Open ibeltagy opened 4 years ago
Thanks for reporting @ibeltagy , we will take a look.
Thanks, @dlibenzi.
While loop based patch extraction is likely slower than convolution tricks:
@dlibenzi, sorry, I am not sure I am following how this link is related to unfold
I see. This is the c++ tensorflow version of torch.unfold
. But this is not something that can be called from pytorch-xla?
Cannot be called, but we can use the same idea (convolutions using kernels picking up one element at a time), for the forward.
hey @JackCaoG, I am just curious if there are updates here.
Hi @ibeltagy , I am working on the lowering part but it is a bit tricky. You will see the pr linked in this issue when it is ready 😄.
Thanks, @JackCaoG for the forward function in your PR here. I ran your code and I successfully get Counter: xla::unfold
and still get Counter: aten::unfold_backward
as expected. There are a few issues though,
The following unfold
takes close to 1 hour to compile the first time but it gets faster afterward. I know the first step is slow but is it expected to be 1 hour long? Notice that this is the trivial case where the seqlen == window size, so the output contains only one slice, no data copying is needed.
t.unfold(1, 512, 256) # t.shape = torch.Size([12, 512, 64]), t.unfold.shape = torch.Size([12, 1, 64, 512])
The following unfold
operation OOM even though it doesn't copy that much data. Is this expected? In comparison, a 12GB GPU has enough memory to process this
t.unfold(1, 512, 256) # t.shape = torch.Size([12, 2048, 64]), t.unfold.shape = torch.Size([12, 7, 64, 512])
Thanks
HI @ibeltagy I am not sure if 1 hour is too long, it really depends on your model size. Did you remember how much time it takes prior to the unfold
change?
For the second question I think I have an idea. During the lowering of unfold, for input with shape [12, 2048, 64], size=512, step=256, it will generate two iota vector of size [12 2048 64 - 512, 1, 12 2048 64 -512 ] and a filter of the same size. It will then use slice
to shrink the filter size with step
. You can easily see that this filter and two intermediate vector is huge. I might be able to think of way to perform the slice
on the iota vector instead after. That should save us some space but the filter itself is huge.

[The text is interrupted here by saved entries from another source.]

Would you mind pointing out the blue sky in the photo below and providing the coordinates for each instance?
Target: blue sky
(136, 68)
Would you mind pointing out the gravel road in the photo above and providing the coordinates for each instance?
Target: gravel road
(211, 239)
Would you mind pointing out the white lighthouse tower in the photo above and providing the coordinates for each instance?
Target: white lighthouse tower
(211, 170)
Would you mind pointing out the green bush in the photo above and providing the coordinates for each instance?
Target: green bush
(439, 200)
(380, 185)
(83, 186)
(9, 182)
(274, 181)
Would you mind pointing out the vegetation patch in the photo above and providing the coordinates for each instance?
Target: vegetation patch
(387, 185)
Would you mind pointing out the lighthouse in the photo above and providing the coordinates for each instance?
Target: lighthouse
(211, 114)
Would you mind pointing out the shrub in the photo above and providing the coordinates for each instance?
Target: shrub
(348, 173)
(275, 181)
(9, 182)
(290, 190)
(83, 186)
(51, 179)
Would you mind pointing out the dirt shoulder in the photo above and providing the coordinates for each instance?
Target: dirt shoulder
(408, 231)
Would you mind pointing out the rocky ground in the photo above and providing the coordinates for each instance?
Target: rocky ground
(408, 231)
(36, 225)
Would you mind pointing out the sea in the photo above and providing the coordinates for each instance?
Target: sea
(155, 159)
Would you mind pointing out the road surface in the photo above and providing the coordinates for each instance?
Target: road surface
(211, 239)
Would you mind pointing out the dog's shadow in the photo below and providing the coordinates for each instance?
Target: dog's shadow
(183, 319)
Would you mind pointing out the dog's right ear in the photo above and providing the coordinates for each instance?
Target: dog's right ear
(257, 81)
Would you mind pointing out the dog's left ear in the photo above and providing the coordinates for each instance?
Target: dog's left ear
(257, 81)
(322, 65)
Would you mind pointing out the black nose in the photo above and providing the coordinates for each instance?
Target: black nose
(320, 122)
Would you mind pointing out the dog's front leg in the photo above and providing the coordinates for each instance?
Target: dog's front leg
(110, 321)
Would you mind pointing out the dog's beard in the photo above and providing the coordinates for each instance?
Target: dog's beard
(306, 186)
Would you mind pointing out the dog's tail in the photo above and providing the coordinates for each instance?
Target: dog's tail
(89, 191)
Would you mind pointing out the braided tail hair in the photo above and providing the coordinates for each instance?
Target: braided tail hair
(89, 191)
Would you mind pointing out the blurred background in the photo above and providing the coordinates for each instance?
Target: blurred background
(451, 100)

I chose this lowering is that convolution trick is likely much faster than the loop base approach. For pytorch native GPU unfold is just playing with the pointer and the stride, but for XLA we actually need to calculate the output and store it(unfold is not a view op on XLA). This is the downside with not being able to access the storage. Does this OOM issue block you from using XLA on this model?

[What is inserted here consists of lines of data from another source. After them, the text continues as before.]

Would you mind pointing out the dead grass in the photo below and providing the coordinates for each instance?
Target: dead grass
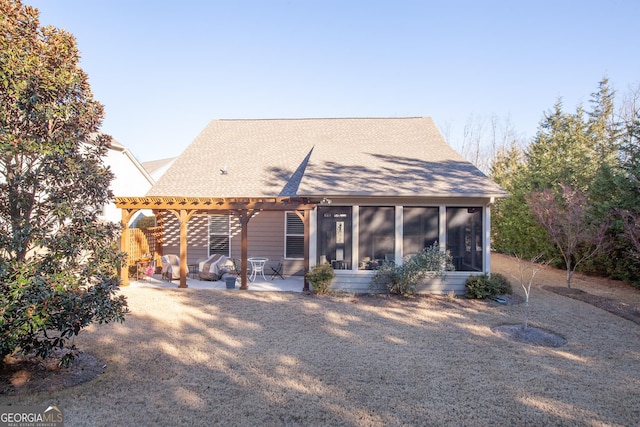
(203, 357)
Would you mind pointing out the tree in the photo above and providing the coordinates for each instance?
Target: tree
(514, 228)
(58, 262)
(567, 219)
(526, 273)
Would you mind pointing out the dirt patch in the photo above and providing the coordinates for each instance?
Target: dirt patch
(619, 308)
(531, 335)
(27, 375)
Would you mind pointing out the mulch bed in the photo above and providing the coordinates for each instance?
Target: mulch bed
(619, 308)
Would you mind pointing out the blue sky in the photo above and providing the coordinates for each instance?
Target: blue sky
(164, 69)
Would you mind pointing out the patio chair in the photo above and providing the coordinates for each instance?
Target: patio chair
(170, 267)
(211, 268)
(236, 266)
(276, 271)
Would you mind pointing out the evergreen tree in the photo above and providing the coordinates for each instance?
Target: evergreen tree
(58, 262)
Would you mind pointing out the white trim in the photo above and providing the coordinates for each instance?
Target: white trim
(399, 235)
(486, 250)
(313, 237)
(442, 227)
(355, 231)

Did you remember how much time it takes prior to the unfold change?
around 5 minutes
[12 2048 64 - 512, 1, 12 2048 64 -512 ]
Yeah, this is huge and won't work.
convolution trick is likely much faster than the loop base approach.
Can you elaborate on what the loop-based approach is? is it a loop with multiple slice
operations? If I implement this in the pytorch side, is it going to be as fast/slow as implementing it in the c++ side?
Does this OOM issue block you from using XLA on this model?
Yes, and the actual input is even larger, something like [16, 4096, 64], size=1024, step=512
. The 4096
dimension is the sequence length, which is very long for Longformer.
Hi @ibeltagy
5 minutes to 1 hour seems a big jump. One possibility is that unfold
was not lowered prior to this change and it is a pretty complex lowering (transpose + iota*2 + eq + couple reshape + convolution + transpose). If the metric suggest that there is one compile then most likely the time is from the unfold
. If you can dump the HLO graph I can double check that.
For the loop based approach, yes I was thinking about multiple slice
operation. Pytorch Slice is created as a view in here . If this is implemented in c++ and you don't need the view property of the unfold
, I think using xla::Slice
directly in here will be faster(didn't tested but maintaining a viewInfo is pretty complex).
If it is possible to implement unfold
as a view, that would be the ideal solution because it won't waste any memory, which is the bottleneck in the Longformer model.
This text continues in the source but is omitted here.